Rudd and Mann are likable even when the stress of things eat at them. While that old saying that “opposites attract” should come into play, their differences in tastes, styles, interests etc. are actually driving them apart. While the parents are fighting and not shy about yelling about how they’re feeling, the children too have begun to grow apart. The oldest daughter now has no time and wants nothing to do with the youngest. In an attempt to get the family together, Rudd and Mann do what any parents might suggest – limit and even eliminate the kids’ use of electronics. Only then do they realize that with no distractions they have know next to nothing about their kids which makes them feel even older. As do their laughably outdated suggestions of “building forts and playing with sticks”. Sounds depressing but rest assured this isn’t Funny People 2.0 and Apatow throws in the likes of Melissa McCarthy, Chris O’Dowd, Albert Brooks and more for welcomed comic relief.
G-S-T RULING:
So, like life, nothing is resolved at the end of this Apatow joint and in a way it’s fitting. No way would we buy troubled characters who realize they have a lot of work ahead of them and then be fooled into thinking all their worries just disappear as a Ryan Adams song sends them into the credits. This isn’t a story touting it’s OK to be you. It does one better by telling us don’t be afraid to be afraid. No one is perfect and nobody has it all figured out. The key, like any relationship, is about communication, management and acceptance; three things the leads don’t realize until the end.

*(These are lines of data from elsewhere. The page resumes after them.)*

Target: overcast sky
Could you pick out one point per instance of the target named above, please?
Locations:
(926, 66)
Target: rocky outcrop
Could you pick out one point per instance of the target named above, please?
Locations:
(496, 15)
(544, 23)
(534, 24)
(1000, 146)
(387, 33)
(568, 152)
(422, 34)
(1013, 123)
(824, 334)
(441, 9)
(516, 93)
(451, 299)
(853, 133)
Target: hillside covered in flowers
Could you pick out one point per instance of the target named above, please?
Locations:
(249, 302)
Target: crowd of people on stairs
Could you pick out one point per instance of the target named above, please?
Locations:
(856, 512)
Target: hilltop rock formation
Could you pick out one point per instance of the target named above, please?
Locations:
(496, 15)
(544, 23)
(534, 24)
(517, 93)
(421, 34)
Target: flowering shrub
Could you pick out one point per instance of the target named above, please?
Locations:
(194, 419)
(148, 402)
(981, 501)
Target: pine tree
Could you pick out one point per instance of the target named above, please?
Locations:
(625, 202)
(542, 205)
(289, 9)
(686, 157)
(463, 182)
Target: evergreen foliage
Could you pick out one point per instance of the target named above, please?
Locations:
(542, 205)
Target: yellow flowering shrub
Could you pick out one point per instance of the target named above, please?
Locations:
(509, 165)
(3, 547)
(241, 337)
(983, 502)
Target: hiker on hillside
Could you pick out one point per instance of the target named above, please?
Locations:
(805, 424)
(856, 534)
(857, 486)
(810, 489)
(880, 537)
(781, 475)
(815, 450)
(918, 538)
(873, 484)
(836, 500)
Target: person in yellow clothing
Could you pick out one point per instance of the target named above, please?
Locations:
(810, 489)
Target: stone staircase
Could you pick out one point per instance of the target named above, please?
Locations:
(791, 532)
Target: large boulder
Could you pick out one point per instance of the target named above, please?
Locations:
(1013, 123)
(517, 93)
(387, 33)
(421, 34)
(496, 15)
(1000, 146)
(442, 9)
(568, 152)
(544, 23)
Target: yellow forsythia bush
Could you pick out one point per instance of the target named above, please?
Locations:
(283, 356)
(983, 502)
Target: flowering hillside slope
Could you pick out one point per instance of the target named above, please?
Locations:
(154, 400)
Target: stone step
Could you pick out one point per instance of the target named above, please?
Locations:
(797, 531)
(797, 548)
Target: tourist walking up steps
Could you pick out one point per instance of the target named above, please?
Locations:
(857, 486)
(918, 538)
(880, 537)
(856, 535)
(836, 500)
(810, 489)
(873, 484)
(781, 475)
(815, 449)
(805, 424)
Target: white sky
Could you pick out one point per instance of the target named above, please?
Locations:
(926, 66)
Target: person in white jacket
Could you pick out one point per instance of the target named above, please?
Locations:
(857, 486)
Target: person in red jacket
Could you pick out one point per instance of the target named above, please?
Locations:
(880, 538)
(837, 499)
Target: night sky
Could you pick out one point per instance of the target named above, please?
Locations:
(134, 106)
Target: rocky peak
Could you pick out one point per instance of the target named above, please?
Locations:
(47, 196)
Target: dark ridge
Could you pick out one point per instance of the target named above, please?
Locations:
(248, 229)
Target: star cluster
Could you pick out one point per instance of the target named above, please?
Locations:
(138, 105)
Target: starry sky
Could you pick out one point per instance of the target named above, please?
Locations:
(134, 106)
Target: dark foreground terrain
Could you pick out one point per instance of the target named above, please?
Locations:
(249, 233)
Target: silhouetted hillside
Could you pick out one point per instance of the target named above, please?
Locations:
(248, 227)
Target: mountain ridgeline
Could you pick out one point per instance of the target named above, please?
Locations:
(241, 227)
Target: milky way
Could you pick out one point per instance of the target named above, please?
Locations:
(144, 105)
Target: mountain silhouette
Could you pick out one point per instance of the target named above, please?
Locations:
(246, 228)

Sure it’s an overblown commercial for learning to talk to your kids and significant other, but with a whole lot of vulgar and at times side-splitting humor thrown in it feels less so. Dr. Spock by way of say, Cheech and Chong? Maybe that’s what this world needs to get through to anyone; a profoundly different approach. However, like going to a mall, Apatow’s film hits you with such a barrage of people, places, situations that very little of it sticks and you walk to the parking lot nor recalling much of the 2+ hours you spent save for some high points.
G-S-Talking Point: Like a pinata, you never know what you’re going to get in an Apatow picture. Will there be a slew of cameos? An absurd level of brilliant humor? Various nipple slips? Irreverent references? Sometimes it’s all and sometimes it’s none but the elephant in the room in this film is actually a TV show. Someone must not be happy about DVD sales of LOST (or the show ending) because like shameless in-movie commercials, there are so many “plugs” that, while funny to those who know the show well, are about as subtle as a brick. So tell us, what do you consider the most blatant product placement in a film??